Rosario gets her design inspiration from everything around her. “Sometimes a particularly beautiful stationary or card will inspire me… and then I just play,” she said.
Their fun designs include a gold purse cake, a beach-themed cake in an elegant sea blue, and a realistic hamburger cake complete with tomatoes, lettuce, and cheese.
Guam Bakery offers a delectable variety of cake flavors, including chocolate, strawberry chiffon, and red velvet. With eight choices for cake flavors and eleven options for fillings, customers are guaranteed a decadent cake customized to suit their taste buds. Yet, Guam Bakery is not limited to these flavors and are always willing to try something new. Just ask and you shall receive!
Cakes and cookies may be personalized to each customer’s liking, but one seasonal item stays the same. The bakery’s famous silvanas keep customers coming back year after year.
“We used to start selling the silvanas about two weeks before Thanksgiving until two weeks into January,” said Henri Oftana. “But this year, we’re most likely going to start making the silvanas in October.”

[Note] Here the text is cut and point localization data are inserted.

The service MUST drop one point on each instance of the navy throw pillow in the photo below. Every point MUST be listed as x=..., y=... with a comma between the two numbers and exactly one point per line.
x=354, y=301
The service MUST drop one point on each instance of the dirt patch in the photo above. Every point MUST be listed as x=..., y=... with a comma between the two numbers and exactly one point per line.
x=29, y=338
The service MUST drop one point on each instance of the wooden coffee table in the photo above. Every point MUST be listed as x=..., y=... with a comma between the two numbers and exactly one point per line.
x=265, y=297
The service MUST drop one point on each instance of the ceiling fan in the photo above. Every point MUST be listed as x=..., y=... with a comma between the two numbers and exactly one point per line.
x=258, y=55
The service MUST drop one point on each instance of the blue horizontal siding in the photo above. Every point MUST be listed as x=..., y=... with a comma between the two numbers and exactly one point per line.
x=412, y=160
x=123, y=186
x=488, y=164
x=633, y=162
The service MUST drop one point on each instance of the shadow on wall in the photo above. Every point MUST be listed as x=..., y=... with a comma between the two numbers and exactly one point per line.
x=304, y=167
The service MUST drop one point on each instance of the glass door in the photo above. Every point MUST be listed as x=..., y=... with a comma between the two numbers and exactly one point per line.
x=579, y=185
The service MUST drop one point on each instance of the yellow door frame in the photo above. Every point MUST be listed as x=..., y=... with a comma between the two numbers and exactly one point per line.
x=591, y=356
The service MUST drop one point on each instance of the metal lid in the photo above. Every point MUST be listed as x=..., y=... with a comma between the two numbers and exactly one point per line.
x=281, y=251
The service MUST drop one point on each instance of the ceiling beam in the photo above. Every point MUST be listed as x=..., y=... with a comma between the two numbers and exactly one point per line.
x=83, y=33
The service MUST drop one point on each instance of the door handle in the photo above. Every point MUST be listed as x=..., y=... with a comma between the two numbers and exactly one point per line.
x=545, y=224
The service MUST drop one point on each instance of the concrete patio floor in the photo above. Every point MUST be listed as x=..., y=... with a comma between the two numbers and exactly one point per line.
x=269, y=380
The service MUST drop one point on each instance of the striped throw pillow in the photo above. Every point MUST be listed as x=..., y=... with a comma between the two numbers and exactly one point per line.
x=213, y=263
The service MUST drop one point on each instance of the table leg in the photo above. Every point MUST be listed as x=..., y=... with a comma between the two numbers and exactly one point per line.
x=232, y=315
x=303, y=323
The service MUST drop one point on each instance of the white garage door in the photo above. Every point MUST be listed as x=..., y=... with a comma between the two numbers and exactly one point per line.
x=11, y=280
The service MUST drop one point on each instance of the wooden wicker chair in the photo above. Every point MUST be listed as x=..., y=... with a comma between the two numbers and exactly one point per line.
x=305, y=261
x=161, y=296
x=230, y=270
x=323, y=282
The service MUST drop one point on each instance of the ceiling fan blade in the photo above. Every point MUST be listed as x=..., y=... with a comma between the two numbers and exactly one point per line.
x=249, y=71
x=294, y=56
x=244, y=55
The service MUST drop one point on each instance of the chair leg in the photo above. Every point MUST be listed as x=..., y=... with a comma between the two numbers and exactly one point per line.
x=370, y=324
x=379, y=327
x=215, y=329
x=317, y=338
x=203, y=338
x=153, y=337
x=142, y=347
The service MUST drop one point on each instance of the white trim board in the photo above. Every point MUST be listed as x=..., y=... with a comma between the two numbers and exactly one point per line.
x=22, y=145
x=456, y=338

The handmade silvanas are the perfect holiday treat. During the Christmas season, the bakery has freezers full of the traditional crunchy, creamy, frozen cookie.
“People have asked my parents how to make the silvanas, and we joke that you have to marry someone in the immediate family first,” said Rosario. Silvana lovers are in luck. “There is still one unmarried sister in the family,” she said. “The grandkids are still too young, sorry.”